Despite the very real presence of race in the novel, it takes a true historic event - the Birmingham church bombing that killed four young girls - to change Kenny into someone who understands the injustices his people face in American society. When he looks at himself in the mirror at the end of the novel, he begins to cry because racial prejudice is no longer "boring junk" to him but reality. He asks his brother "why" people would want to kill innocent children and Byron does not have an answer for him except to "keep on steppin'" (p. 203). And while Kenny may "keep on steppin," it will now be with the burden of his race on his shoulders and the resolve shared by those who stood up for equality in the Civil Rights Movement.
Even though the church bombing takes up fewer than eight pages of the story, Curtis' message is clear: race is a fundamental part of a person's history, family life, and identity; it cannot be ignored. I think this is an important message for me as a teacher as well. In the past, I have chosen to deal with race by being colorblind and this has not always been the best approach. Once, after a lesson on the Atlantic slave trade, one of my African American students came to me upset at the use of the word "Negro" in a primary source and, defensively, I brushed it off as "history." I wish I could go back and change that conversation to one about her own struggles with racial identity in an almost all-white private school. Decades after the Civil Rights Movement, race still has transformative power in the lives of young adolescents and it is a topic that needs to be discussed in the classroom, with or without a book like The Watsons Go to Birmingham to serve as a catalyst for this conversation.

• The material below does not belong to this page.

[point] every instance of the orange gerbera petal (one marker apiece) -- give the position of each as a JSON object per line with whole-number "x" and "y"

Jess, we had an interesting conversation in our Urban Seminar last year about being "colorblind" toward race. I think you brought up a great point that race cannot be ignored. If we are to ignore our past, we cannot move toward an understanding and acceptance of each other. I think we have all had a similar experience as you mentioned above. As teachers in our generation, we must strive acknowledge the past and change the future. (And if we don't get it perfect, forgive ourselves along the way.)